The sheep regulations were updated at various stages, and a version presented to the Crofters Commission when it visited the island in the summer of 1893.

”(1) There are 71 crofts or farms on the island of North Ronaldsay. Crofters or others are allowed to keep from 10 to 60 sheep each according to the size of their holding. Six non-tenants are allowed to have a total of 65 sheep. It is hardly conceivable that such a large flock as 2,250 sheep can be maintained on seaweed and confined to the island beaches, living on the outside of a surrounding dyke (12 to 13 miles long) which partitions their sheeprun from the cultivated part of the island.

(8) Two Sheepmen from each of the five Toonships shall be elected in order to carry out and enforce the Sheep regulations.

(9) New Sheepmen are to be sworn-in before a Magistrate, or Justice of Peace. The keeper of the Sheep Register shall for his services be allowed to keep 15 sheep over and above any other allocation he may have, and each Sheepman is likewise allowed an extra 10 above the normal allocation.”
(Quoted in Peter A. Tulloch, A Window on North Ronaldsay)

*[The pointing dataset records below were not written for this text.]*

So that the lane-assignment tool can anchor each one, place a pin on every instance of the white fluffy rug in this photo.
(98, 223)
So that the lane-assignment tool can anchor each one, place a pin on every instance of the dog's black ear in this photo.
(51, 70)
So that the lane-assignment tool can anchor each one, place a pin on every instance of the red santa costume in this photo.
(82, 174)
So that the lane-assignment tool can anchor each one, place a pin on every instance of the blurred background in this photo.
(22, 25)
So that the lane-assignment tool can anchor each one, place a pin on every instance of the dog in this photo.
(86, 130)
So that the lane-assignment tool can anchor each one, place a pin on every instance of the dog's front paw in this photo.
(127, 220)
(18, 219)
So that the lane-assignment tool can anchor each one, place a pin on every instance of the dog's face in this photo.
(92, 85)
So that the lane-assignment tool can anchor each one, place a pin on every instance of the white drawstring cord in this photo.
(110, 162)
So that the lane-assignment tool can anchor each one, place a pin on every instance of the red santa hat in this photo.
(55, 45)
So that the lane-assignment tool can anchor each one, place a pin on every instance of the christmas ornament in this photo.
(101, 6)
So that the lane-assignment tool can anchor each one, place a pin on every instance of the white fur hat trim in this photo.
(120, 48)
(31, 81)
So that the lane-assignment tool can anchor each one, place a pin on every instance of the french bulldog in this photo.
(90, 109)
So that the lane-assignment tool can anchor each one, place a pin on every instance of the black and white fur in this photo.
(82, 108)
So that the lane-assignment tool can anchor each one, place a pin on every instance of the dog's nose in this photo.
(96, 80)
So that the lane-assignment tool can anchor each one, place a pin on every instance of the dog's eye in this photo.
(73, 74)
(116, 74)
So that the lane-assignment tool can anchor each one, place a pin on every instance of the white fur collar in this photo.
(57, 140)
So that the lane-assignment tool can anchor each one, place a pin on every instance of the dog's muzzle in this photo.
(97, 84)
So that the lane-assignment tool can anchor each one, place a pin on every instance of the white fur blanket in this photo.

At several times of the year the sheep are gathered together and ‘punded’.

”The ‘punding’ or penning of the sheep was formerly done six times every year. The first, called the ‘scoring punding’, took place in February when the sheep were numbered in accordance with the sheep regulations. The second and third pundings were for ‘rooing’ or clipping. The earlier of these took place about mid-summer and the other about a fortnight later. Sheep dipping made another punding necessary before the start of harvest work. The selection of suitable animals for slaughter accounted for the fifth and sixth pundings of the year. These were carried out just before Christmas and the New Year, and Dennis Ness, being considered the most important pund of the island, was always punded on Christmmas Eve and New Year’s Eve. All punding dates and times had to be fixed so as to coincide with spring tides and high water.”

(Peter A. Tulloch, A Window on North Ronaldsay)

“When the signal goes up for the pund – a large orange fishing float hoisted on a pole, which can be seen all over the island – people gather at the dyke nearest the pound. The sheep are chased along the beach, and just beyond the pund, which is a dry-stane enclosure, a barrier of wire netting is stretched right down to the sea, to prevent the sheep racing past. When they are inside the pund, a temporary gate closes it off, and access is by stile only.”